Explain the significance of credit history length on a credit score and how it relates to the age of various types of accounts.
The length of your credit history is a significant factor in determining your credit score, and it directly relates to the age of your various credit accounts. A longer credit history generally contributes positively to your credit score, as it provides lenders with more information about your past credit behavior. This length of history gives lenders a greater insight into your ability to manage credit responsibly and allows them to make more informed decisions when evaluating credit applications.
Credit scoring models consider both the age of your oldest credit account and the average age of all your credit accounts. The age of your oldest account provides a glimpse into how long you have been using credit, demonstrating your overall experience with managing debt. A longer period of credit usage indicates a more reliable borrower. For example, someone who has had a credit card for 15 years and has consistently managed it responsibly will likely have a higher credit score than someone who has only had credit for two years, all other factors being equal. The fact that they have managed credit for such a long time gives a level of confidence that the applicant is a responsible person.

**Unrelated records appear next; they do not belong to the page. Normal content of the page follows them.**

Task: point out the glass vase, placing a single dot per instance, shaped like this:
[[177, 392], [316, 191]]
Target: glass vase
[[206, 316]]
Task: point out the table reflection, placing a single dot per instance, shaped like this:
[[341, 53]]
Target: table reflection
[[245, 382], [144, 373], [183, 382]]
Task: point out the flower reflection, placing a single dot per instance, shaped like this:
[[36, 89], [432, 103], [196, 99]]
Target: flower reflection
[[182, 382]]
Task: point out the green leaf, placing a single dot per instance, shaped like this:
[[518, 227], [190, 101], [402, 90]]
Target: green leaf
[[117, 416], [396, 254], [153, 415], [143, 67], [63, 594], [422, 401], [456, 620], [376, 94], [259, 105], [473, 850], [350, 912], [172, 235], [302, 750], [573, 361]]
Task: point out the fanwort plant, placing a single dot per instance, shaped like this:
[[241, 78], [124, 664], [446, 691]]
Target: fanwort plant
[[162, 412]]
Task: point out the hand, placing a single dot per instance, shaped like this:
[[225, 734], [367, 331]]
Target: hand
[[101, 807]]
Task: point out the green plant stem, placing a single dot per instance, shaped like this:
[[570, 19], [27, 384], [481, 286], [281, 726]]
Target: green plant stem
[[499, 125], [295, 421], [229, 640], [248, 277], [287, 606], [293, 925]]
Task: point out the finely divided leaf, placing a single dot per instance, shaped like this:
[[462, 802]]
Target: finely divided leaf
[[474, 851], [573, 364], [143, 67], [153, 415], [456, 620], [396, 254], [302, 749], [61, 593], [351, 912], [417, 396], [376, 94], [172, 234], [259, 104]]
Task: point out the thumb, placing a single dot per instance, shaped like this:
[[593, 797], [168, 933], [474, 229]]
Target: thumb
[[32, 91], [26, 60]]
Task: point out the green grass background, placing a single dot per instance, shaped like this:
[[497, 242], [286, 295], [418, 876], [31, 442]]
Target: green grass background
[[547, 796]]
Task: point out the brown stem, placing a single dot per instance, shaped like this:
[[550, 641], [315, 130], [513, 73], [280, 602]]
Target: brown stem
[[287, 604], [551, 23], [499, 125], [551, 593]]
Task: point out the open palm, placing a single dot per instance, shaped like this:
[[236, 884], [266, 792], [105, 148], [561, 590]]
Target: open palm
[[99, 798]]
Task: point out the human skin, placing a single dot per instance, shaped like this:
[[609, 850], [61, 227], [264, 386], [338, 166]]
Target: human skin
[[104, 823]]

The average age of all your credit accounts is another important metric. This is calculated by adding up the age of each of your credit accounts and dividing by the total number of accounts. The average account age reflects not just how long you've been using credit, but also how consistently you maintain your accounts. Opening new accounts can decrease your average account age, which may have a negative, albeit often minor, impact on your score, especially if it is done in a short period. For example, if you have a ten-year-old credit card and you then open three new credit cards within six months, the average age of your accounts decreases. While one or two new accounts may not significantly hurt your average credit account age, multiple credit accounts opened within a short time period can have a greater impact, especially if your credit history is relatively short to begin with.
The type of account also plays a role in how age impacts your credit score. A longer history of on-time payments on installment loans, such as mortgages, student loans, or auto loans, provides more weight when compared to a long history on only credit cards. While both are important, installment loans, because of their long-term commitments, are viewed by lenders as a stronger indicator of your long-term responsibility. For example, a mortgage paid responsibly for 20 years is a strong positive indicator of creditworthiness, even if the person has credit cards with a shorter history.
On the other hand, closing older credit accounts can negatively affect your credit score, particularly if those accounts are among your oldest and have a good payment history. Closing such accounts can shorten the overall length of your credit history and increase your average account age. It’s usually best to keep older credit cards open, even if you don't use them frequently, as long as they don’t have annual fees. For example, if you have a credit card that you opened 15 years ago and you don't use it often, closing it may lower your score. You should keep it open and make small purchases occasionally to ensure that the account stays open and active.
In summary, the length of your credit history and the age of your credit accounts are important factors in determining your credit score. A longer credit history, combined with a higher average account age and a track record of responsible payments, can significantly boost your credit score. Avoid opening too many new accounts too quickly, as this can reduce the average age of your accounts and negatively affect your credit score. Keeping older accounts open can help you benefit from your long credit history. Be strategic and plan for your future to avoid opening or closing too many accounts unless it is absolutely necessary. This will help you maintain a good credit score over time.